Oracle shares fell sharply in after-hours trading amid renewed investor concerns that the growth of its cloud business is slowing.

The company has shifted to the cloud amid the sustained decline of its legacy software licensing business. But on Monday, it posted mixed results for the third quarter and co-CEO Safra Catz provided a fourth-quarter outlook for total cloud sales that was short of expectations.

Oracle earned 83 cents per share, excluding items, in the third quarter on revenue of $9.77 billion, compared with analysts’ estimates of 72 cents per share in earnings on revenue of $9.78 billion.

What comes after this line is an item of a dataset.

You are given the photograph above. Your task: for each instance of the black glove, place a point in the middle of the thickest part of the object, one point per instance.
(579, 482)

Total cloud revenue rose 32% to $1.56 billion, with cloud software as a service (SaaS) up 33% to $1.15 billion and cloud platform as a service (PaaS) plus infrastructure as a service (IaaS) revenue up 28% to $415 million. The segment accounted for 16% of total revenue, up from 12% a year ago.

For the fourth quarter, Catz said in an earnings call that Oracle was projecting growth in total cloud sales of 19% to 23% year-over-year, but analysts on average were expecting growth of more than 27%.

In Monday’s extended trading session, Oracle shares dropped 7.1% to $48.22. When it issued lower-than-expected, second-quarter guidance for the cloud segment in September, the stock fell more than 7%.

By contrast, market-leading cloud infrastructure provider Amazon Web Services had $5.11 billion in revenue, with 45% revenue growth, in its most recent quarter.

“Our cloud SaaS applications business is rapidly approaching $5 billion … and it’s still early days,” Oracle co-CEO Mark Hurd said in a news release.

“Less than 15% of our on-premise applications customers have begun to migrate their applications to the cloud,” he added. “As the other 85% of our applications customers start to move their applications to the cloud, we have a huge opportunity in front of us. We expect to more than double the size of our SaaS business very quickly.”

Revenue from the legacy on-premise software business rose only 4% to $6.41 billion in the third quarter.